China markets in turmoil as Russia ties add to list of risks

Global investors are losing faith in China’s ability to navigate an increasingly complex maze of challenges.

The war in Ukraine raises the specter of harsh sanctions being applied to Chinese firms should they proceed with plans to acquire stakes in Russian energy and materials producers. The risk of Chinese companies being delisted from the U.S. is growing. A housing slump is worsening. Record commodities prices locally may stoke inflation, while the highest COVID-19 infections since the Wuhan outbreak will weigh on already weak consumption.

President Xi Jinping’s crackdowns on the most profitable companies had already undermined investor sentiment before Russia’s war. Since the invasion, pessimism has turned into panic. A gauge of Chinese shares in Hong Kong has plunged 15% in the world’s worst performance among actively traded benchmarks. The yield on the nation’s junk bonds has climbed above 25% for the first time. Sovereign debt hasn’t been immune to the selling, with the 10-year yield rising to the highest since December.

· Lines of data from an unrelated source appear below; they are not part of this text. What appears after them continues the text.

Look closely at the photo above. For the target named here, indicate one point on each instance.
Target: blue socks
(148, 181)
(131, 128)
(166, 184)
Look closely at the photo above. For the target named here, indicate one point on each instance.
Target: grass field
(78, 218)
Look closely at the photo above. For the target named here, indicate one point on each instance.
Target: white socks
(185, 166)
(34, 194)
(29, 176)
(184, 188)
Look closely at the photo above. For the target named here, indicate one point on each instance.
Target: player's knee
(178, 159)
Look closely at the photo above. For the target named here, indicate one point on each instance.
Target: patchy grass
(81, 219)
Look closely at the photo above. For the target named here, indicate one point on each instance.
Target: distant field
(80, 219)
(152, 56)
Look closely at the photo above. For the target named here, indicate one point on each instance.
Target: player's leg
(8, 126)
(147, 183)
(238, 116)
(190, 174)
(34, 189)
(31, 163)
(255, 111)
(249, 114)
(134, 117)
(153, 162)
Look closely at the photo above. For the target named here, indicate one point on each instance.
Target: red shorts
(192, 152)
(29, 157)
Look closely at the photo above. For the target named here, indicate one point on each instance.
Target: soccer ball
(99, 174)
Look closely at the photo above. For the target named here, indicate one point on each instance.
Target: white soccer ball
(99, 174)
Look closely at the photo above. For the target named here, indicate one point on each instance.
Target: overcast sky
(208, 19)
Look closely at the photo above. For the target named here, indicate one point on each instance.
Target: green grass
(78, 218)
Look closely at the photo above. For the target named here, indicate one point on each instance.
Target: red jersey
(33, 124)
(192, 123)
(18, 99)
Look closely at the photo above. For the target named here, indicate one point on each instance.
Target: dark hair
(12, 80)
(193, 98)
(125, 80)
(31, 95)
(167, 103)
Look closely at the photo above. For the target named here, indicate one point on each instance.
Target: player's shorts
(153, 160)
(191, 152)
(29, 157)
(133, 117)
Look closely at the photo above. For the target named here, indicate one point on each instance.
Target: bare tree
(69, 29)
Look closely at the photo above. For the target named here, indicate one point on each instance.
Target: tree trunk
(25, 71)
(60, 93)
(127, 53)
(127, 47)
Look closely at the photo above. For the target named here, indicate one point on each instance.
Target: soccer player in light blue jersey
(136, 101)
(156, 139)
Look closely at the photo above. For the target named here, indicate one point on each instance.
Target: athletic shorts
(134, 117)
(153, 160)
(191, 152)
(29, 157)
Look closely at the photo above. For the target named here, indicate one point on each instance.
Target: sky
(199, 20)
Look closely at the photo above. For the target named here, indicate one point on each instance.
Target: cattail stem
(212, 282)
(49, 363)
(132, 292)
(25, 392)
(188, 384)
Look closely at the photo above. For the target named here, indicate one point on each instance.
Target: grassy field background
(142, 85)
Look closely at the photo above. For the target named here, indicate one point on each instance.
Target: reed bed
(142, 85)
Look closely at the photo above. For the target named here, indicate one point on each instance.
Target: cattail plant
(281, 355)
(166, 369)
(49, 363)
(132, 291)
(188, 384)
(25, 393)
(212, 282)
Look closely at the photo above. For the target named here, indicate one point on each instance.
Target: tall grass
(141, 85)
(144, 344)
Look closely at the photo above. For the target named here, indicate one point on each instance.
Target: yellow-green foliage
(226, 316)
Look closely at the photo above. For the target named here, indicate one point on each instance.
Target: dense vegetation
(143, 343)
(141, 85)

While sanctions have weighed more heavily on Russian assets, China’s markets are the ones that matter globally. Russia’s stock market was valued at $781 billion at the start of the year, compared with a combined $19 trillion for mainland China and Hong Kong bourses. Chinese firms account for almost a third of the widely followed MSCI Emerging Markets index, vs. less than 4% for Russia before the index compiler reclassifed the country. China’s onshore debt market is worth about $21 trillion.